A time machine
The castle today appears as a massive building lacking those towers, crenellated walls, and drawbridges that characterized it in the past. However, it is easy to imagine how the access arch was actually a much taller tower and the underlying path a drawbridge. Below, all around the defensive walls, flowed a moat. It was an additional defense but also a means of access to and from the manor. On the ground floor, there is an 18th-century small theater with ornamental frescoes and wooden boxes intricately decorated with paintings of the era. In a room on the ground floor, a cycle of frescoes dating back to the 14th century with a chivalric theme was recently discovered. Inside, still well preserved, are the large kitchen on the first floor with the wide hearth and the private chapel decorated with 17th-century stuccoes.
History of the manor
What you see in the photos is not a castle: or rather, it is not just a castle. It is a time machine, which in a few months will be available to tourists, art enthusiasts, and all those who want to organize events such as conferences and fairy-tale weddings. Let's get to know the beating heart of Valvasone.
The complex and massive building that dominates Piazza Castello with its bulk and probably constitutes the most evocative element of the urban landscape of Valvasone presents itself today as the sum of a very long series of interventions, most likely without interruption, on the foundations of an initial late ancient tower of a defensive and lookout nature. In the absence of direct investigations on the current construction, it is not an easy task to precisely identify the different phases and building methods, although to a somewhat trained eye, details from the early 14th century will not escape, alongside others from the 15th-16th centuries but also from the 17th-19th centuries.
In plan, it presents itself as a sort of ring, which alterations have interrupted, almost completely erasing the details that tradition attributes to these structures: towers, crenellated walls, drawbridges. The access, having crossed the moat once filled with water and now dry, occurs through a single door opened in what remains of a very probable tower then incorporated, with the leveling in height, into the surrounding walls and protected by a sort of antechamber.
The inner courtyard, with the circular well almost at its center, features an irregular perimeter all surrounded by high masonry walls that give it, from a volumetric perspective, the appearance of an elongated prism.
Right in front of the entrance gate, it is possible to see what remains of the 15th-century keep, which was once 18 meters high before being demolished in 1884 because it was now dangerous due to the damage suffered from the passage of time and seismic shocks.
Inside, on the ground floor, in a hall already decorated with a late 16th-century pictorial frieze attributable to two currently anonymous hands and other pictorial interventions of which only the restoration begun will provide an account, at the beginning of the 19th century, a small theater was erected (recently deprived of the proscenium sold on the antique market) with a row of wooden boxes, the central one reserved for members of the count's family.

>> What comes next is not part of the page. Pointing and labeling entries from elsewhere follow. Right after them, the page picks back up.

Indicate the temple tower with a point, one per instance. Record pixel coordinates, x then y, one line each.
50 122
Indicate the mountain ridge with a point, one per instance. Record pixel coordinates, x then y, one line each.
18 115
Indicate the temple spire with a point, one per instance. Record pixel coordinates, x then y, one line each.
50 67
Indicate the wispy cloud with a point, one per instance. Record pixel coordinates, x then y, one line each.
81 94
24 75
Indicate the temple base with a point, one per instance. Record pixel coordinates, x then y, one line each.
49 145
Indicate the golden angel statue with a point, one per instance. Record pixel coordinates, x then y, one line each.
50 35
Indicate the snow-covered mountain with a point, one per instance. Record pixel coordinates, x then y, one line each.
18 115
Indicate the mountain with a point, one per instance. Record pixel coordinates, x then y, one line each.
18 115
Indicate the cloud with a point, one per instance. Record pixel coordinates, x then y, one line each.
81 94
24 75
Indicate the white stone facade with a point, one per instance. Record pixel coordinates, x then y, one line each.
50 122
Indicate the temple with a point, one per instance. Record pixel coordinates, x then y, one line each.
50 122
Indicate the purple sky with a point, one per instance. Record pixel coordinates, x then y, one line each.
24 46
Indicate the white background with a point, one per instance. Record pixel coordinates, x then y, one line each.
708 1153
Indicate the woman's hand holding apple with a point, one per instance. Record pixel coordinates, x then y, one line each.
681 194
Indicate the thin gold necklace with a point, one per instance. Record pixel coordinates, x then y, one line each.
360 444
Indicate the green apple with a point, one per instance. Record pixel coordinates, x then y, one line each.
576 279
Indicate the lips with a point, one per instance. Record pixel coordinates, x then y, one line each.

On the first floor, a large hall with an exposed beam ceiling. In other rooms of this and the previous wing, a series of rooms illustrated by high-quality pictorial cycles ("cineserie" and exotic subjects) from the very early 19th century, probably linked to the Napoleonic campaigns in Egypt.
In the central wing, the large kitchen where the very large fireplace, almost reminiscent of Nievo, and the domestic chapel whose small altar is decorated with late 17th-century stuccoes by Bernardino Barelio are still visible.
The castle must be considered, throughout the Middle Ages, solely a military structure. Its main function was to defend the portion of territory over which it had military jurisdiction. However and wherever it was built in the patriarchate, even if desired by an individual or a community, it fell under the authority of the patriarch, except for the few arising in territories retained by the emperor or, in his stead, by his beneficiaries.
The castle suffered severe damage from the earthquakes of 1976. The roof was dislodged, and the rains invaded the attics and the lower floors of the northwest wing. Only in June 1979 did the Superintendence of Monuments restore the roof.
The castle, which is now a national monument, had the honor of hosting, besides Napoleon Bonaparte, other illustrious figures: in 1409, Pope Gregory XII was welcomed there on his return from the Council of Cividale, and on March 12, 1782, Pope Pius VI stopped there on his way to Vienna.